Ursa Major and Landslide are fine but they feel like déjà vu; we’ve been on these sounds, we’ve been on these lyrical themes, we’ve encountered these structures earlier, and most importantly done better. The next track Gilgamesh is confusing, the trippy percussion and glitchy scratchy feedback noises only begin to describe the obnoxiousness of this track. To top it off Sufjan delivers unpleasant unintelligible yelps deep in the mix, it’s a bizarre choice that serves the sour topping to this disgusting dish. Sugar is downright boring, a middle of the road instrumental with a below average hook. It’s Sufjan punching below his weight in all aspects musically. The worst part is the length, at nearly eight minutes it is the death knell for my listening fatigue. However, the last two songs turn the quality around dramatically. The title track is a slow and beautiful electronic ballad. Sufjan introspects on his past naivety and foolishness, he is jaded and drained of all hope; it is painful and glorious. Any part of this track can be quoted for its beauty but I partially love this bridge.  
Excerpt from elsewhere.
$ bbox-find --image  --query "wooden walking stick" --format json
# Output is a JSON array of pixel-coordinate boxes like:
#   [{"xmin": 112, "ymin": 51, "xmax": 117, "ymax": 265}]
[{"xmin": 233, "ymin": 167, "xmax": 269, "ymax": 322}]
And to everything, there is no meaning, a season of pain and hopelessness
I shouldn’t have looked for revelation, I should have resigned myself to this
I thought I could change the world around me, I thought I could change the world for best
I thought I was called in convocation, I thought I was sanctified and blessed

The closer, America, is another bleak blow to the gut, gorgeous but minimal synths and percussion guide Sufjan to lament the state of modern day America, as usual religious references are abound, he is suggesting God has abandoned America or worse yet, is willfully destroying it or alternatively he could be saying that America has done these things to itself and that he has lost faith not in God but in America’s institutions and people. Regardless, it’s deeply moving. Sufjan even comes forth with optimism on poetic lines like this

I have choked on the waters, I abated the flood
I am broken, I am beat
But I will find my way like a Judas in heat
I am fortune, I am free
I’m like a fever of light in the land of opportunity

I’ve thrown heaps of hefty praise at many of the tracks here and plenty of criticism at others. The Ascension is a mixed bag and is very bloated. It feels as though nothing was left on the cutting room floor, like a missed opportunity for what could have been a shining revelation and one of the best of 2020 if only the lowlights were subtracted for its length. Certainly the best tracks deserve attention and I would say listen to albums just to experience them but as a complete piece it’s hard to love, or even enjoy.